Exposure to corticosteroids, whether endogenously produced or given as medical therapy, may produce myopathy. A particularly interesting entity is severe myopathy occurring in critically ill patients exposed to high-dose corticosteroids and neuromuscular blocking agents. In this updated article, the author refers to molecular studies in critical illness myopathy showing (i) that there is a unique dysregulation of genes in forward membrane pathway responsible for transmitting action potential from neural excitation and (ii) that apoptosis-associated processes are differentially regulated in muscles of different function and fiber type suggesting that interventions combating apoptosis may need to be directed towards inhibiting caspase-dependent as well as -independent mechanisms.

Key points

 

• Patients treated with corticosteroids may develop myopathy months to years after initiation of therapy.

 

• Stopping the corticosteroid, lowering the dose, and switching to a nonfluorinated preparation are the mainstays of management.

 

• Critical illness myopathy is a severe, acute myopathy that may be triggered by high-dose corticosteroids and nondepolarizing neuromuscular blocking agents.

 

• Early mobilization of patients seems to be very effective in the management of critical illness myopathy.

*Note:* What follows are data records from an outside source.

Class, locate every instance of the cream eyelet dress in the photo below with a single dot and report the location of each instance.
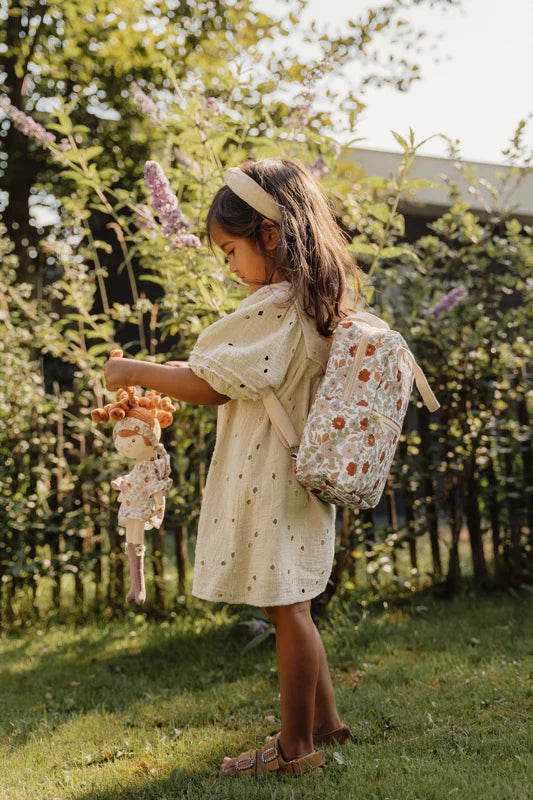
(262, 539)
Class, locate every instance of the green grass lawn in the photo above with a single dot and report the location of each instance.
(439, 696)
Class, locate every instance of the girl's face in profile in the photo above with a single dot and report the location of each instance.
(244, 258)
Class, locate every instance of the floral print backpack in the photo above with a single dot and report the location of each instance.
(355, 421)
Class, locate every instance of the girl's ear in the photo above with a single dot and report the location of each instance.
(270, 234)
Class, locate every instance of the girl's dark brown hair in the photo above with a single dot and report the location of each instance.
(311, 252)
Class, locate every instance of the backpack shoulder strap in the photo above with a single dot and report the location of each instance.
(281, 423)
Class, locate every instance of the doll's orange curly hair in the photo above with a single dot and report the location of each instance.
(150, 408)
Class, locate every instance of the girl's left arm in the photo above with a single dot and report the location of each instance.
(179, 383)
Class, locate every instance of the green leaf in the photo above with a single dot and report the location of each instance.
(381, 211)
(96, 349)
(400, 140)
(361, 247)
(375, 181)
(395, 252)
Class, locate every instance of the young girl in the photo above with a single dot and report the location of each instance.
(263, 539)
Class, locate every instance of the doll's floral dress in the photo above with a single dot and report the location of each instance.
(137, 489)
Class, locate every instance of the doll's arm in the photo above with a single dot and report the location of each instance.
(118, 483)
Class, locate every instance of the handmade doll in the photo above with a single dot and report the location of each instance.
(136, 434)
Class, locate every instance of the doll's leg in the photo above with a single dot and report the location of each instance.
(130, 544)
(138, 539)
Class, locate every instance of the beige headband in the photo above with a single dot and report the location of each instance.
(249, 190)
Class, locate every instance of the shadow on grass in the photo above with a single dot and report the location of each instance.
(109, 672)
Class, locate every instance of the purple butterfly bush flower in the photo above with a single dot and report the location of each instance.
(143, 217)
(166, 206)
(144, 103)
(335, 146)
(25, 124)
(164, 200)
(449, 301)
(182, 158)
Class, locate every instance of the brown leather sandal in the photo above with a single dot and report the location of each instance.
(268, 759)
(339, 735)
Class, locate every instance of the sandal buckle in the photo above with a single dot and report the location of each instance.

Historical note and terminology

The development of proximal muscle weakness and atrophy from excessive endogenous glucocorticoid production in patients with pituitary adenomas was first noted 75 years ago by Cushing (Cushing 1932). Subsequent studies confirmed that myopathy was a common complication of chronic exogenous corticosteroid administration. Dubois observed that profound weakness was the most serious adverse effect of triamcinolone, a new synthetic fluorinated corticosteroid (Dubois 1958).

High-dose corticosteroids may trigger critical illness myopathy, in particular, among patients with prolonged intensive care unit (ICU) stay, mechanical ventilation, or persistent systemic inflammation (Latronico and Bolton 2011; Latronico et al 2012). A severe, acute myopathy that prolongs ventilator dependence has been described in patients treated with high-dose corticosteroids, many of whom also received nondepolarizing neuromuscular blocking agents (Hirano et al 1992). The first patient reported with this acute form of steroid myopathy was a 24-year-old woman placed on large doses of intravenous hydrocortisone (up to 3 g a day) for status asthmaticus (MacFarlane and Rosenthal 1977). After 8 days, her airway obstruction resolved, but she was unable to resist gravity in both proximal and distal muscles. She gradually improved and could walk unassisted after 3 weeks but continued to have distal leg weakness after 2 months. Since this initial description, many additional patients have been reported in the literature (Hirano et al 1992; Lacomis et al 1993; Lacomis et al 1996). However, most prospective studies could not identify corticosteroids as an independent risk factor for critical illness myopathy, as summarized in a Cochrane review (Hermans et al 2009). Similarly, ICU-acquired neuromyopathy was common (34%) among 128 survivors of persistent acute respiratory distress syndrome but was not significantly associated with methylprednisolone treatment (Hough et al 2009). Differential diagnosis between critical illness myopathy and critical illness polyneuropathy is important, as prognosis is more favorable in critical illness myopathy (Latronico and Bolton 2011; Latronico et al 2012). Critical illness myopathy and critical illness polyneuropathy are discussed in detail in another MedLink summary.